Bernard Williams

No. 74, 69, 73
- Position: Offensive tackle

Personal information
- Born: July 18, 1972 (age 53) Memphis, Tennessee, U.S.
- Listed height: 6 ft 8 in (2.03 m)
- Listed weight: 317 lb (144 kg)

Career information
- High school: Hamilton (Memphis, Tennessee)
- College: Georgia
- NFL draft: 1994: 1st round, 14th overall pick

Career history
- Philadelphia Eagles (1994–1995); BC Lions (2000); Memphis Maniax (2001); Detroit Fury (2001–2002); Toronto Argonauts (2003–2006);

Awards and highlights
- Grey Cup champion (2004); 2× CFL East All-Star (2005, 2006); First-team All-American (1993); First-team All-SEC (1993);

Career NFL statistics
- Games played: 16
- Games started: 16
- Stats at Pro Football Reference

Career Arena League statistics
- Tackles: 14
- Passes defended: 13
- Interceptions: 1
- Stats at ArenaFan.com

= Bernard Williams (gridiron football) =

American gridiron football player (born 1972)

Bennie Bernard Williams (born July 18, 1972) is an American former professional football offensive tackle. He was selected by the Philadelphia Eagles of the National Football League (NFL) in the first round (14th overall) of the 1994 NFL draft and played for one season with the team. He was suspended by the NFL for violating the league's substance abuse policy after his rookie season and never applied for reinstatement. He later played for the BC Lions and Toronto Argonauts of the Canadian Football League (CFL), Memphis Maniax of the XFL, and Detroit Fury of the Arena Football League (AFL).

==Professional career==

Williams was selected by the Philadelphia Eagles in the first round with the 14th overall selection in the 1994 NFL draft. He started all 16 games for the team in 1994 at left tackle. He earned all-rookie selections after the season.

Following his rookie season, Williams was suspended for first six games of the 1995 NFL season by the league on July 25, 1995, for testing positive for marijuana. He returned to practice with the team on October 9. He was not activated to the roster, however, and was suspended by the NFL for the rest of the season on October 23 for a second violation of the league's substance abuse policy. He earned two weekly paychecks from the Eagles between the two suspensions.
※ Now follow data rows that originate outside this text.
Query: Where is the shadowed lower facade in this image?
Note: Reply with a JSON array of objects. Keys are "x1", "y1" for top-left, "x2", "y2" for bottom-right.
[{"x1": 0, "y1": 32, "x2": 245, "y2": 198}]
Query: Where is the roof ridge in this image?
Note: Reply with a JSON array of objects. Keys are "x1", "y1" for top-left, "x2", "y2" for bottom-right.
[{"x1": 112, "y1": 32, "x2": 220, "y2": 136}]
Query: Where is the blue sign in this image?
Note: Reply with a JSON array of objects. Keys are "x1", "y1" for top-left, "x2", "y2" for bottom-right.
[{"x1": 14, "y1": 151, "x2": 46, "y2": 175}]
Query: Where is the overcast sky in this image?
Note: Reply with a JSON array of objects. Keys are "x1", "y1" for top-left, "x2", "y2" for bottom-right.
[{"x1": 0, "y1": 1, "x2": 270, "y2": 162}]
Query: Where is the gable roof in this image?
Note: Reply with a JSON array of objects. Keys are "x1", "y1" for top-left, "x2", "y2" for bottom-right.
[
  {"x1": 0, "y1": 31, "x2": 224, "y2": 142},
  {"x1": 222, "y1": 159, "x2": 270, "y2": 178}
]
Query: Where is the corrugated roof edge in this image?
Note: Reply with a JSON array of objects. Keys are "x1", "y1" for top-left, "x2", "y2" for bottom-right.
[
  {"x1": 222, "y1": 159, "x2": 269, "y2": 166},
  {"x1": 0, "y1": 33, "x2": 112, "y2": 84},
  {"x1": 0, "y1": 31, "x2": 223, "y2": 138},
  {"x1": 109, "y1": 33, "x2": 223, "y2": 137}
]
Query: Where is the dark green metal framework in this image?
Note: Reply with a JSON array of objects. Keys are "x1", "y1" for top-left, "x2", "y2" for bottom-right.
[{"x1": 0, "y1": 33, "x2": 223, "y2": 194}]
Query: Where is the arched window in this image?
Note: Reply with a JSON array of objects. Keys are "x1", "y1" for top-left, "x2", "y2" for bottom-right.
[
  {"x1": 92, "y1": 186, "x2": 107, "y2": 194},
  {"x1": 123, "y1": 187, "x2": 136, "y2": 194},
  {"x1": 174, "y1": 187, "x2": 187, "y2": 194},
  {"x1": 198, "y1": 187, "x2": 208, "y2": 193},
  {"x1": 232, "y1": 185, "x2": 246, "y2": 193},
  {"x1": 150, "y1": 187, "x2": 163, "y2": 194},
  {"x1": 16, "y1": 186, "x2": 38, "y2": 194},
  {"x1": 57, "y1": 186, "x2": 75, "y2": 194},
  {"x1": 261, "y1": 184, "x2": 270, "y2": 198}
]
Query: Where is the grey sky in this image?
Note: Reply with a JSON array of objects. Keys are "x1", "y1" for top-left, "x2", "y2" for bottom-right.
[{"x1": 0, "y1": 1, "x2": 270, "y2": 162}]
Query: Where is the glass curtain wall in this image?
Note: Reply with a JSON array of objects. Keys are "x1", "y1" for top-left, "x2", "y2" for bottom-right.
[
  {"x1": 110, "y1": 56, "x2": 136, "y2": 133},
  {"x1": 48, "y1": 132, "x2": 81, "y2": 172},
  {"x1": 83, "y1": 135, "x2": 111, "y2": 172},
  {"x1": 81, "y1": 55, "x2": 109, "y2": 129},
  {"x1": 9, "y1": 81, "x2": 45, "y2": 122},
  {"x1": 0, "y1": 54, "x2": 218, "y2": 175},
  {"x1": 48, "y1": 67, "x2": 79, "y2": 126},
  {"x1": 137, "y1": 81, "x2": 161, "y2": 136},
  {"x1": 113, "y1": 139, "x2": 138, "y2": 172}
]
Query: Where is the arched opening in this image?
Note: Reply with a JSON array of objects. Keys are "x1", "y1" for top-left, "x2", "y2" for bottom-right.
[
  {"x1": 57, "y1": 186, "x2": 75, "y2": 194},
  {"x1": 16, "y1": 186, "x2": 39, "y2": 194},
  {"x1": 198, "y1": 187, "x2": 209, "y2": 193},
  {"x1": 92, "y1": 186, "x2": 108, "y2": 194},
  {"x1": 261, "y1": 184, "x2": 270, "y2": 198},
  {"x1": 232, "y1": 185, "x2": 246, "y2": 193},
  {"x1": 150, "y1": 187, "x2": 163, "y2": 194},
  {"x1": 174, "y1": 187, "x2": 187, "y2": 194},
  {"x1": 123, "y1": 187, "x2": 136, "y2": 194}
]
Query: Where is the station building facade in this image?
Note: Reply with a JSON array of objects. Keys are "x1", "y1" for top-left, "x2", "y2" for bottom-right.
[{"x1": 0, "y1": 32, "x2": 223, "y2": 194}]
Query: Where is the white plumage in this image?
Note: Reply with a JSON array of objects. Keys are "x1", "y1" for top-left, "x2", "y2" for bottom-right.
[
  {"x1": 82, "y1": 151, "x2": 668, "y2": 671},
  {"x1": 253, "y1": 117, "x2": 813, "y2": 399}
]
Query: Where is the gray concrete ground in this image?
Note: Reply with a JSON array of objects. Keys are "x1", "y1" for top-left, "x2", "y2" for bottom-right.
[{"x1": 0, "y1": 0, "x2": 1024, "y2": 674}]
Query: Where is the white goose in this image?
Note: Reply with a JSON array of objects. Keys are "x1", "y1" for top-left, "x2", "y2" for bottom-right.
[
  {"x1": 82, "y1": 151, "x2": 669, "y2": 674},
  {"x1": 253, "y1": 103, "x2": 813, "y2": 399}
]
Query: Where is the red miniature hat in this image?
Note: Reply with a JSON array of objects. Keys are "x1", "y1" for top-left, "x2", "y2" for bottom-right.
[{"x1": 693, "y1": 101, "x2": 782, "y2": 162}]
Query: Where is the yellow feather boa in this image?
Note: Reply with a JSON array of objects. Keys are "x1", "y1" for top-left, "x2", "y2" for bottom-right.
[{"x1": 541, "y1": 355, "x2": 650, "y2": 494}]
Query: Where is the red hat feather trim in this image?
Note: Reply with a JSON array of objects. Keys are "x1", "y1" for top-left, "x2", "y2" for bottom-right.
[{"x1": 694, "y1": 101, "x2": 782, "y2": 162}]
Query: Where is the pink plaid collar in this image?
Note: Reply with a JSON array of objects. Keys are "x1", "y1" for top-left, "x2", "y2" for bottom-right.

Williams was eligible to apply for reinstatement from suspension beginning on May 24, 1996, but he never did. As a result, Williams remained on the Eagles' reserve/suspended list until he was finally waived on November 16, 2023, which was 29 years after he last played for them and 17 years after his last professional game.

Williams also played five games for the BC Lions of the Canadian Football League in 2000 after receiving permission from the Eagles. He was the starting left tackle for the Memphis Maniax of the XFL in 2001. He played for the Detroit Fury of the Arena Football League from 2001 to 2002. Williams played with the Toronto Argonauts of the CFL from 2003 to 2006. He was named an East Division All-Star for the 2005 and 2006 seasons.

Pre-draft measurables
| Height | Weight | Arm length | Hand span | 40-yard dash | 10-yard split | 20-yard split | 20-yard shuttle | Vertical jump | Broad jump | Bench press |
| 6 ft 8+1⁄4 in (2.04 m) | 317 lb (144 kg) | 36+1⁄8 in (0.92 m) | 10+3⁄8 in (0.26 m) | 5.38 s | 1.89 s | 3.14 s | 4.68 s | 26.0 in (0.66 m) | 8 ft 7 in (2.62 m) | 17 reps |
All values from NFL Combine

==Personal life ==
Williams began smoking marijuana in high school after his father died. His mother died of breast cancer in 1996. His aunt, Alice Marie Johnson, was sentenced to life in prison on drug charges in 1996 before having her sentence commuted in 2018. His cousin, Ray Brown, played in the NFL for 20 seasons.

After retiring from football, Williams became a high school football coach and mentored his nephew, future NFL safety Eric Berry. Williams and his nephew opened a vintage car store and a juice bar.

In 2015, after undergoing heart surgery, Williams stopped smoking marijuana. As of 2023, Williams was working toward a psychology degree, while working as a driver for Amazon, volunteer firefighting, and restoring old cars.